2021 brought much disruption and change as the COVID-19 pandemic forced companies to respond in different ways to the continuing crisis. Many had to automate the way they serve their customers to mitigate health and safety risks. Others shifted to digital processes to accommodate their employees working remotely. Also, repeated shutdowns across the globe led to severe supply chain disruptions requiring adjustments to key supplier relationships. These changes may have helped to address the immediate crisis, but the ripple effect of digital risk is just beginning — which is why I see 2022 as the year of digital risk discovery.
Emerging Risk: Dependency on Digital Systems
In the recently published World Economic Forum 2022 Global Risks Report, the “growing dependency on digital systems” is viewed as a major area of emerging risk. According to the report, this dependency has been “intensified by the COVID-19 response.” In fact, the report states that the growth in value of digital commerce is estimated at $800 billion in 2024 alone. However, that growth comes with great change and breeds new types of digital risk that will translate into business success or failure.
The unique aspects of digital risk include both its pervasiveness and opaqueness. Digital products and services rely on a wide array of technology assets — data, software apps, cloud services, interfaces, etc. — that can be poorly controlled by third parties. A great example of this pervasiveness and opaqueness can be found in the recent discovery of the Apache Log4j vulnerability in systems across the globe. Ironically, this vulnerability exists in open source software intended for logging events to assist with identifying problems with software applications. Since it is available as a free, open source service, Log4j is widely utilized. However, the ripple effect of digital risk can be difficult to determine since it may lurk in third-party software that is a critical part of a company’s digital product or service portfolio.

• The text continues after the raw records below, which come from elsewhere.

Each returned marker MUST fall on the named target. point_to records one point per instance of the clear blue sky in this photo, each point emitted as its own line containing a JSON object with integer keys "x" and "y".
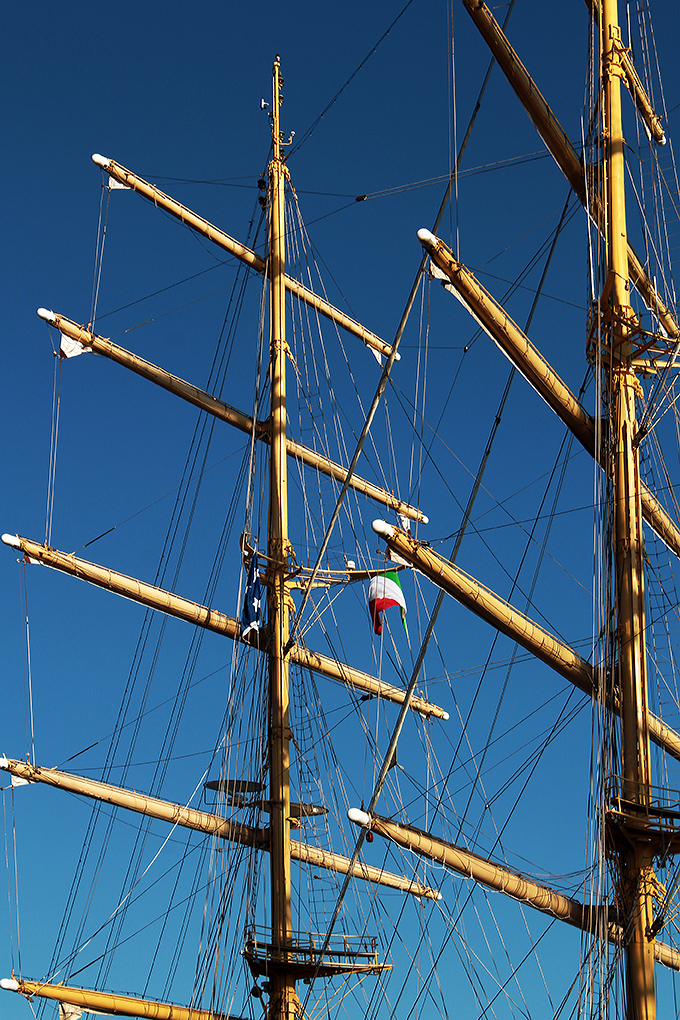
{"x": 172, "y": 91}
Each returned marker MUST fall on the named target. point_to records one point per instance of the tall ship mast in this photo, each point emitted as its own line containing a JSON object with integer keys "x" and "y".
{"x": 352, "y": 820}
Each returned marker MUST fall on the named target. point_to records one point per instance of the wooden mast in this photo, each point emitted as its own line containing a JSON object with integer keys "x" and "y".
{"x": 282, "y": 996}
{"x": 635, "y": 875}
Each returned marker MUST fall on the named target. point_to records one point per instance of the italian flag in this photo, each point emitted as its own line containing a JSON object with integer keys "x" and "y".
{"x": 384, "y": 591}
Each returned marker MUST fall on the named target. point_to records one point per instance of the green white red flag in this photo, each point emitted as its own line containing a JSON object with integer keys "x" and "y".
{"x": 385, "y": 591}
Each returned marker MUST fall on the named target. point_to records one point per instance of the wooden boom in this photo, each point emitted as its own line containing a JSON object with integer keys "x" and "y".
{"x": 208, "y": 823}
{"x": 560, "y": 147}
{"x": 511, "y": 622}
{"x": 243, "y": 253}
{"x": 538, "y": 373}
{"x": 107, "y": 1003}
{"x": 511, "y": 883}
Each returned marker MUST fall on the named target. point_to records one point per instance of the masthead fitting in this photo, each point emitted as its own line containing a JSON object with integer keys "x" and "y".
{"x": 382, "y": 528}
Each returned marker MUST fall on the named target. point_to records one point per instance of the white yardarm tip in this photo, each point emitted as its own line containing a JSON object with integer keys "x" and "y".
{"x": 426, "y": 238}
{"x": 382, "y": 528}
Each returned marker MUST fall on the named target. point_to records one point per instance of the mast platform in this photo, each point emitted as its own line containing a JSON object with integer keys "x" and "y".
{"x": 656, "y": 823}
{"x": 303, "y": 956}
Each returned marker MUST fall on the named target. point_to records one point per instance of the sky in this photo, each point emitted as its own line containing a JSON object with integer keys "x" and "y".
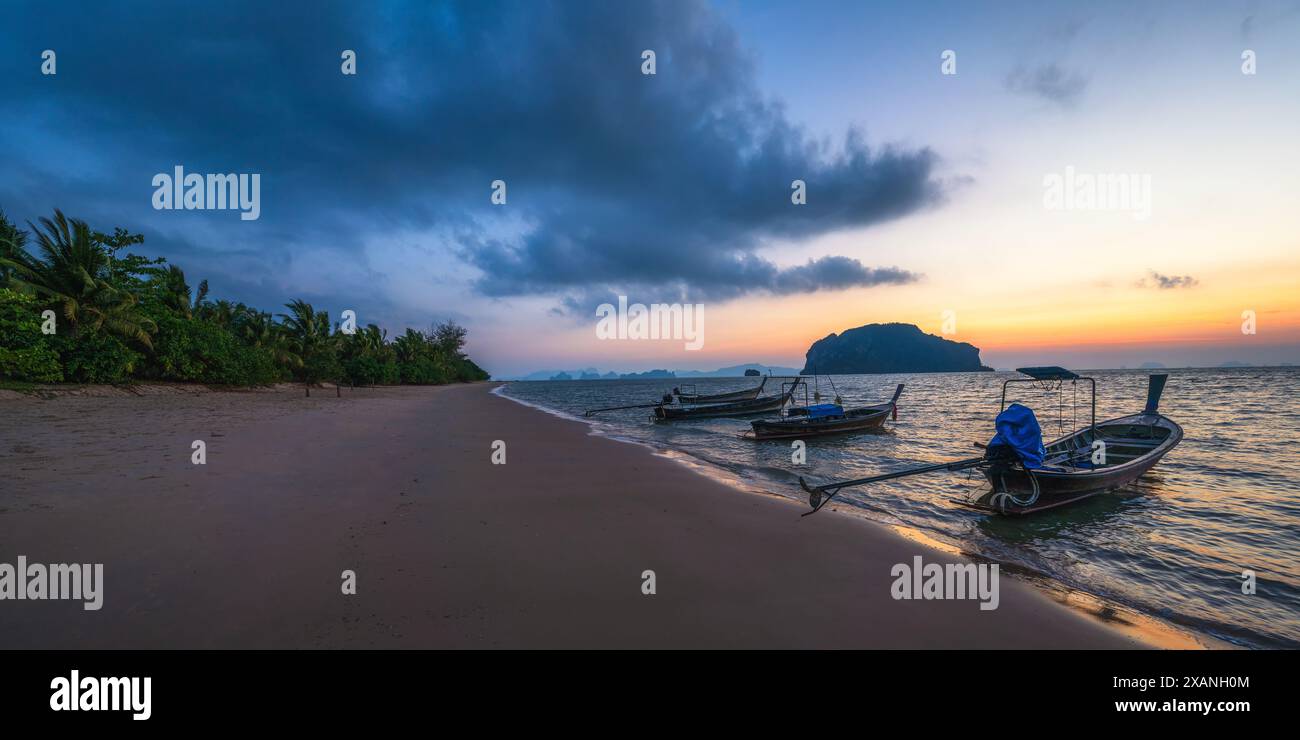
{"x": 928, "y": 195}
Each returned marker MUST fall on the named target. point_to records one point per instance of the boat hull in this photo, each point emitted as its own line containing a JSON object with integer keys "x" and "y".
{"x": 720, "y": 410}
{"x": 720, "y": 397}
{"x": 1131, "y": 454}
{"x": 856, "y": 420}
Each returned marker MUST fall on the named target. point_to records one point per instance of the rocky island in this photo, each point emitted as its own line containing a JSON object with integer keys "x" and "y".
{"x": 889, "y": 347}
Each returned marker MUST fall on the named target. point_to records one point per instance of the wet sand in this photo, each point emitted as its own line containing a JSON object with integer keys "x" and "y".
{"x": 449, "y": 549}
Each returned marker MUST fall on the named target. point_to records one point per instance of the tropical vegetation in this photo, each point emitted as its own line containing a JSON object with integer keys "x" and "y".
{"x": 76, "y": 307}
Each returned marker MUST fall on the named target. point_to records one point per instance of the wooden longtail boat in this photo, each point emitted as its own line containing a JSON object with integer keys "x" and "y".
{"x": 718, "y": 397}
{"x": 749, "y": 407}
{"x": 1097, "y": 458}
{"x": 823, "y": 420}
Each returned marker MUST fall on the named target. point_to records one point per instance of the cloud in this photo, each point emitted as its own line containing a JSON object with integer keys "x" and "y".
{"x": 1048, "y": 81}
{"x": 1166, "y": 282}
{"x": 672, "y": 182}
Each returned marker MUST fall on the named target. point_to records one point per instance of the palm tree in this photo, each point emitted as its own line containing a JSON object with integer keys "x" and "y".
{"x": 311, "y": 340}
{"x": 12, "y": 242}
{"x": 72, "y": 273}
{"x": 259, "y": 329}
{"x": 174, "y": 291}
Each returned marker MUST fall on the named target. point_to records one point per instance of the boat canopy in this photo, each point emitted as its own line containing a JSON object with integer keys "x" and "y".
{"x": 1049, "y": 372}
{"x": 1018, "y": 431}
{"x": 819, "y": 410}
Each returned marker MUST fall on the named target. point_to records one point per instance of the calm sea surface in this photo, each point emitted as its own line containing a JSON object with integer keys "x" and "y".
{"x": 1174, "y": 545}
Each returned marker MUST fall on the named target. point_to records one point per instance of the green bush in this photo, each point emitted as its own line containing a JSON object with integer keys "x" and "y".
{"x": 468, "y": 372}
{"x": 424, "y": 371}
{"x": 94, "y": 356}
{"x": 199, "y": 351}
{"x": 25, "y": 353}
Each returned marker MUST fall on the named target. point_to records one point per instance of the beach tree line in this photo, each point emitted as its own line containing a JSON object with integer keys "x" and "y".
{"x": 76, "y": 306}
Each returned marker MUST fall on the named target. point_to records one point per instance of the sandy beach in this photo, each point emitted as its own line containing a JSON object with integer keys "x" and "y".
{"x": 449, "y": 549}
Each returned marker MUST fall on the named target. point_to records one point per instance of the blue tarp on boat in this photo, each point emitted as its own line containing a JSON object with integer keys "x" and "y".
{"x": 1018, "y": 429}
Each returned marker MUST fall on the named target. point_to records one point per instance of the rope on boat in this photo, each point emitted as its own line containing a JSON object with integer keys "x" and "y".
{"x": 1001, "y": 497}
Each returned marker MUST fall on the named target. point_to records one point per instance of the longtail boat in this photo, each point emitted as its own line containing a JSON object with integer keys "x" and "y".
{"x": 824, "y": 419}
{"x": 692, "y": 397}
{"x": 1028, "y": 476}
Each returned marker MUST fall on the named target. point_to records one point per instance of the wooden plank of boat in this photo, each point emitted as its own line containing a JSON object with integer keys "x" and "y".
{"x": 750, "y": 407}
{"x": 720, "y": 397}
{"x": 800, "y": 427}
{"x": 1132, "y": 446}
{"x": 1073, "y": 468}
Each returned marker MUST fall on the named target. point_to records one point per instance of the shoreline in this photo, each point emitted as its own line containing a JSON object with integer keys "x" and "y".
{"x": 1147, "y": 628}
{"x": 449, "y": 550}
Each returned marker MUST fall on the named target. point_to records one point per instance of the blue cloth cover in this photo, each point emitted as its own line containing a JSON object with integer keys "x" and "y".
{"x": 1018, "y": 429}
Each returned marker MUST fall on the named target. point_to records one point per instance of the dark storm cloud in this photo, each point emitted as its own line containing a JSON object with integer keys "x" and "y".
{"x": 614, "y": 178}
{"x": 1049, "y": 82}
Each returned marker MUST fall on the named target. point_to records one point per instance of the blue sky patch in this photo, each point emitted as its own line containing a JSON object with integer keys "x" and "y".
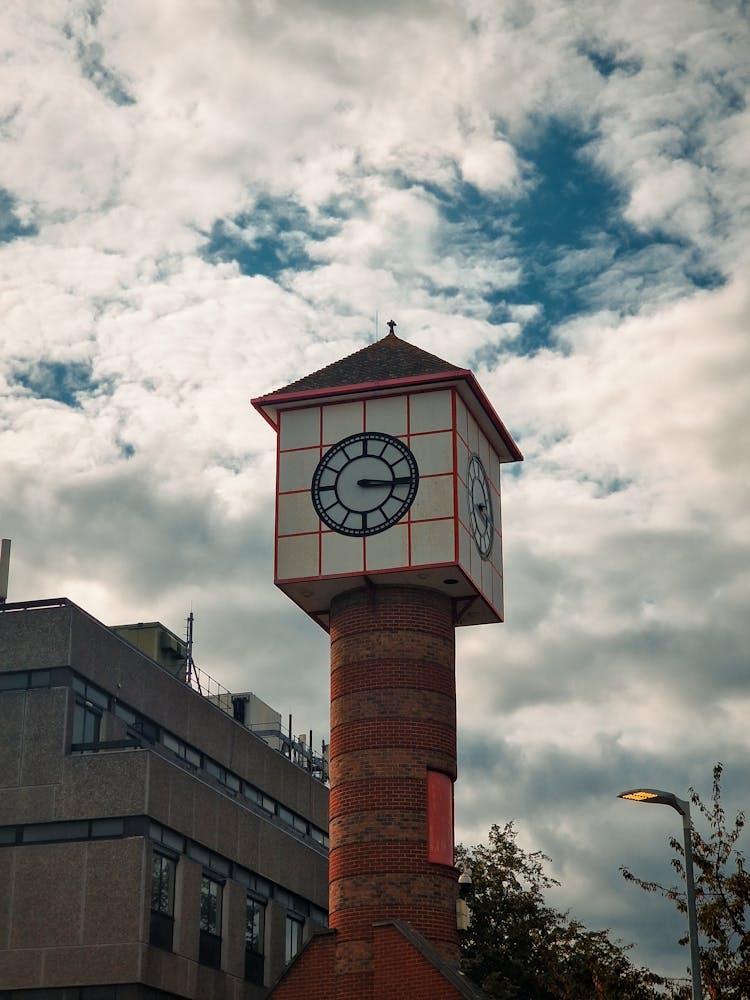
{"x": 268, "y": 240}
{"x": 63, "y": 383}
{"x": 11, "y": 228}
{"x": 576, "y": 253}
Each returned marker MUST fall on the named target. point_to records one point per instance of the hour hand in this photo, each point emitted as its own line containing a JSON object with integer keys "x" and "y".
{"x": 398, "y": 481}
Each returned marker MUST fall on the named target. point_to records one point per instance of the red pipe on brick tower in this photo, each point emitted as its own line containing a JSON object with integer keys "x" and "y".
{"x": 393, "y": 723}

Turning Digital Risk Into Competitive Advantage
Companies that discover these new digital risks early will gain a competitive advantage through better performance and stronger resilience. The question then becomes “how can we discover these new digital risks quickly and act on them effectively?” The answer is through an integrated risk management (IRM) approach that links strategic, operational and technology risks to allow for better informed decision making.
During my time as a Gartner analyst, I conducted extensive research into ways risk management and compliance practitioners could improve their governance, risk and compliance (GRC) solutions to enable better risk visibility and understanding. Fragmented and compliance-driven, these legacy GRC technologies were not providing the insights needed by business leaders to address the most relevant risks to the enterprise. It became increasingly clear that an integrated approach that links operational and technological risks to strategic business objectives is the next step beyond GRC.
Now as a senior advisor to AuditBoard and CEO of Wheelhouse Advisors, I plan to explore how IRM technologies such as AuditBoard’s modern connected risk platform can help companies move beyond their compliance-driven, legacy GRC solutions to increase their risk visibility and understanding.